As I have said many, many times before, Conjecture is not a deep shift in my beliefs about open sourcing, as it is not, and has never been, the position of EleutherAI (at least while I was head) that everything should be released in all scenarios, but rather that some specific things (such as LLMs of the size and strength we release) should be released in some specific situations for some specific reasons. EleutherAI would not, and has not, released models or capabilities that would push the capabilities frontier (and while I am no longer in charge, I strongly expect that legacy to continue), and there are a number of things we did discover that we decided to delay or not release at all for precisely such infohazard reasons. Conjecture of course is even stricter and has opsec that wouldn’t be possible at a volunteer driven open source community.

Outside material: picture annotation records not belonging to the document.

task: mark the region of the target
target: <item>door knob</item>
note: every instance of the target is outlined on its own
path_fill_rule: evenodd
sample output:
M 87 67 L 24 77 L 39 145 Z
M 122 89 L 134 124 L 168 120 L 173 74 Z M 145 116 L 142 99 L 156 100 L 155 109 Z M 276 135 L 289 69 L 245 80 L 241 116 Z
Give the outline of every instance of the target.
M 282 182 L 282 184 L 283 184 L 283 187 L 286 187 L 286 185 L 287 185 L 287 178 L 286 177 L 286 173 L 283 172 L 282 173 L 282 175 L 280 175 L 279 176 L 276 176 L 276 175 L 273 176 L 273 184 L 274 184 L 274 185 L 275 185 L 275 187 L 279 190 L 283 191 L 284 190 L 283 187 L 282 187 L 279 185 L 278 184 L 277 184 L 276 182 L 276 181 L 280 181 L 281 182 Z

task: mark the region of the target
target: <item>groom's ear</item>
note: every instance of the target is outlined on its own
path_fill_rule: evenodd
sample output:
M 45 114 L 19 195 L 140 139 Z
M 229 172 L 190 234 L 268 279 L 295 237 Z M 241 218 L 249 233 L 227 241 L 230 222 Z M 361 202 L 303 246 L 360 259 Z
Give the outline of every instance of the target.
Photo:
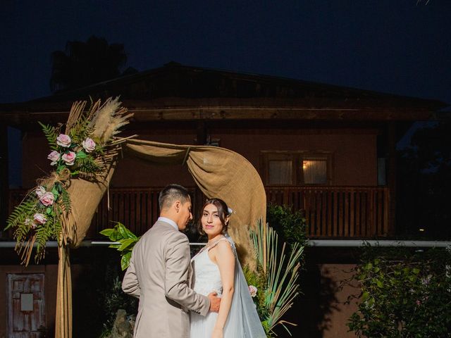
M 173 206 L 175 208 L 175 211 L 178 213 L 180 210 L 180 206 L 182 206 L 182 203 L 177 200 L 174 202 Z

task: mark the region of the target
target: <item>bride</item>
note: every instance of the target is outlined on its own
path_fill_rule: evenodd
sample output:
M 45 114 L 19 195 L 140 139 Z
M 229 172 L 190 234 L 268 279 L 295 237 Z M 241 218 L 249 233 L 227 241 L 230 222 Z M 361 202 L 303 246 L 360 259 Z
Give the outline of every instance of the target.
M 237 259 L 235 244 L 227 234 L 230 214 L 219 199 L 204 205 L 199 230 L 208 243 L 192 259 L 194 290 L 221 296 L 218 313 L 206 317 L 190 313 L 193 338 L 263 338 L 266 335 L 251 298 Z

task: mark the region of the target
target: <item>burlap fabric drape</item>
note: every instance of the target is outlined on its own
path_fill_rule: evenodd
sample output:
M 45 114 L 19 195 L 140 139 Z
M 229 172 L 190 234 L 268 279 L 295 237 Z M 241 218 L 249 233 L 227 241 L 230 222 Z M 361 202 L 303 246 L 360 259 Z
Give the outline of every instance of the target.
M 207 197 L 223 199 L 233 209 L 229 233 L 237 244 L 242 263 L 254 268 L 255 259 L 251 252 L 249 227 L 254 227 L 259 220 L 266 221 L 266 195 L 260 176 L 246 158 L 216 146 L 139 139 L 129 139 L 123 144 L 128 153 L 151 162 L 186 163 L 196 184 Z M 173 182 L 177 182 L 176 177 Z
M 68 192 L 70 196 L 71 212 L 63 220 L 58 254 L 58 284 L 56 287 L 56 313 L 55 337 L 72 337 L 72 283 L 69 248 L 80 246 L 86 235 L 97 206 L 108 189 L 116 168 L 116 161 L 107 168 L 106 175 L 97 182 L 80 178 L 70 180 Z
M 123 143 L 127 154 L 157 163 L 186 164 L 196 184 L 209 198 L 223 199 L 233 209 L 229 233 L 237 244 L 243 265 L 255 266 L 249 227 L 266 221 L 266 197 L 260 176 L 241 155 L 216 146 L 183 146 L 139 139 Z M 72 287 L 69 247 L 78 246 L 87 232 L 94 214 L 108 188 L 114 162 L 104 179 L 96 182 L 71 180 L 68 192 L 72 211 L 59 248 L 56 298 L 56 338 L 72 337 Z M 177 183 L 176 177 L 173 182 Z

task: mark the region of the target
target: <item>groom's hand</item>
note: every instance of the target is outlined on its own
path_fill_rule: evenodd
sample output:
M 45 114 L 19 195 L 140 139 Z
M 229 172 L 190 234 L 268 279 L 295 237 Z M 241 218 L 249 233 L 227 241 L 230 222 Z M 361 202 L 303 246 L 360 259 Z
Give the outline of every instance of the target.
M 218 297 L 217 292 L 211 292 L 207 296 L 210 299 L 210 311 L 219 312 L 219 305 L 221 304 L 221 298 Z

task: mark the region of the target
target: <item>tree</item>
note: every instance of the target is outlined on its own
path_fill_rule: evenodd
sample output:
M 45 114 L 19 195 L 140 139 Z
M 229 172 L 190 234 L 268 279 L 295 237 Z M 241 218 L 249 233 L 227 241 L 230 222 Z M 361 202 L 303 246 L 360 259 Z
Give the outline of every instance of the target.
M 397 223 L 402 234 L 451 238 L 451 121 L 418 130 L 400 155 Z
M 86 42 L 68 41 L 65 51 L 51 54 L 51 90 L 73 89 L 113 79 L 121 75 L 126 62 L 122 44 L 109 44 L 94 35 Z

Additionally, Carper is not part of EleutherAI and should be considered genealogically descendant but independent of EAI.
Hi Connor,
Thank you for taking the time to share your insights. I’ve updated the post to incorporate your comment. I removed the phrase suggesting a change in beliefs between EleutherAI and Conjecture, and added a paragraph that clarifies EleutherAI’s approach to open sourcing. I also made sure to clearly state that CarperAI is a spinoff of EleutherAI but operates independently.
I appreciate your feedback, and I hope these changes better represent EleutherAI’s position.
Thanks!
Related (in the opposite direction): In favor of accelerating problems you’re trying to solve
I am worried that many of your suggestions are anathema to open source. For example, your Favor structured access suggestion is forbidden by the Open Source Initiative.
I would recommend suggestions that are more likely to be acted on, and to play to the open source community’s strengths. For example, I imagine the open source community would be receptive to and especially good at violet teaming.
On ‘violet teaming’: I think this phrase is a careless analogy which drags attention in an unhelpful direction, and dislike the way the phrase analogizes this to red-teaming—they’re actually very different kinds of activities and occur at different levels of abstraction / system-scope and use different skills.
Working to make institutions etc. more resilient seems great to me, but I wouldn’t want to assume that using the same technology is necessarily the best way to do that. Set up a great ‘resilience incubator’ and let them use whatever tools and approaches they want!
Hi Chris,
Thank you for your comment. I am not entirely convinced that open-sourcing advanced AI, akin to nukes, is a good idea. My preference is for such powerful technologies to remain difficult to access in order to mitigate potential risks.
That being said, I agree that it’s important to explore solutions that align with the open source community’s strengths, such as violet teaming. I’ll consider your input as I continue to refine my thoughts on this matter.